LUXEMBURG
PIERRE WELTER

Im G4S-Berufungsverfahren fordert die Staatsanwaltschaft jeweils 22 Jahre Haft für drei Angeklagte - Freispruch für S. beantragt.

Die Staatsanwaltschaft plädierte am Dienstag im G4S-Berufungsprozess: Das Verfahren richtete sich gegen vier Männer, denen vorgeworfen wird, am 3. April 2013 die Sicherheitsfirma G4S überfallen zu haben. Auf der Flucht schossen die Banditen mit Schnellfeuerwaffen auf die Polizisten. Drei von ihnen waren in erster Instanz zu 22 Jahren verurteilt worden. Doch für die drei Angeklagten sind die Urteile willkürlich und damit ungerecht. Sie gingen in Berufung.

„Ausgeklügelter Tatplan“

Der jüngere von ihnen, der Angeklagte S., war in erster Instanz freigesprochen worden. Sofort legte die Staatsanwaltschaft - ebenfalls zur Nachprüfung des Freispruchs - Berufung gegen die vier Urteile ein. Hat allerdings die Generalstaatsanwaltschaft ein Rechtsmittel ergriffen, kann die Strafe auch höher ausfallen, was in der Praxis in vielen Fällen auch passiert. Im Detail war der Oberstaatsanwalt vor einer Woche noch deutlicher geworden. Dem Überfall habe „ein sorgsam ausgeklügelter, auf Arbeitsteilung beruhender Tatplan“ zugrunde gelegen. Es sei eine „irrige Annahme“, ja sogar „ein Verstoß gegen die Denkgesetze“, zu glauben, die vier Angeklagten seien unschuldig. In den Augen des Oberstaatsanwalts seien drei der Angeklagten des versuchten Totschlags, des bandenmäßigen Überfalls und der Sachbeschädigung überführt.

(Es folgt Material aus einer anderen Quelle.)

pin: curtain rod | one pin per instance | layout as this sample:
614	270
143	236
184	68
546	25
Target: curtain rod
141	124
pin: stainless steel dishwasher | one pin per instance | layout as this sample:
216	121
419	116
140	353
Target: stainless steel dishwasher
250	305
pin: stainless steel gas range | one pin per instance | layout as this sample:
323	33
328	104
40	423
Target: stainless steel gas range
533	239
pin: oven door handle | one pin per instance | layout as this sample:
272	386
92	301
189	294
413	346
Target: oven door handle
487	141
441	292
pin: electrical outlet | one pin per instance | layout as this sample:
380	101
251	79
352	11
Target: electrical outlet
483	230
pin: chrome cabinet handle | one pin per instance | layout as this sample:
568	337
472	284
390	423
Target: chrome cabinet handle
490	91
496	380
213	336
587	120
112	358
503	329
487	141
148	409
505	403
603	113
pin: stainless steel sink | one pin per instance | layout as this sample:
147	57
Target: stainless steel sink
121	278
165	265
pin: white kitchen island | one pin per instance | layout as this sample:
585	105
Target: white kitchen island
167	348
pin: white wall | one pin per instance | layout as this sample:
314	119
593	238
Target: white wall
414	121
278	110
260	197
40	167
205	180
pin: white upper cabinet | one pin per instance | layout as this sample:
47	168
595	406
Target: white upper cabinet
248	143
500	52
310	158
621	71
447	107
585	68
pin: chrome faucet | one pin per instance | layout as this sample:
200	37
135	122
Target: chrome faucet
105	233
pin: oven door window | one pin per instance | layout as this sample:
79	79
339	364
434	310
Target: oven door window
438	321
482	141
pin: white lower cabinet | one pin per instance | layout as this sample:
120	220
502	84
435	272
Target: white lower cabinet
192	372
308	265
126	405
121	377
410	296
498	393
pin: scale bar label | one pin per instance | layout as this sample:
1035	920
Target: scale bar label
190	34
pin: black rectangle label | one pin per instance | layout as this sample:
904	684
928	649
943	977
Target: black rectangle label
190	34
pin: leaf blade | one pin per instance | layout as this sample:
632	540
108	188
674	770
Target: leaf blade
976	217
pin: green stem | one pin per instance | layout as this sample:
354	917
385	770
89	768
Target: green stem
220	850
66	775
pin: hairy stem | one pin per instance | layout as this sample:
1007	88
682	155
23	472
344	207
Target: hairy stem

Die Verteidigung ihrerseits hatte Zweifel angemeldet, dass die Beweise für eine Verurteilung ausreichten. Dienstag musste der Oberstaatsanwalt krankheitshalber von einer Anklagevertreterin ersetzt werden. Die Anklagevertreterin erklärte, dass es keinen Zweifel an der DNA-Analyse des Angeklagten Anouar B. gebe. Von ihm wurde DNA in einer Mischspur auf einer Batterie gefunden. Die Genetikerin Dr. Elisabet Petkowsky hatte ein Gutachten mit der DNA-Analyse von Anouar B. erstellt. Ein französischer Experte hatte die Analyse von Dr. Petkowsky in erster Instanz bestätigt.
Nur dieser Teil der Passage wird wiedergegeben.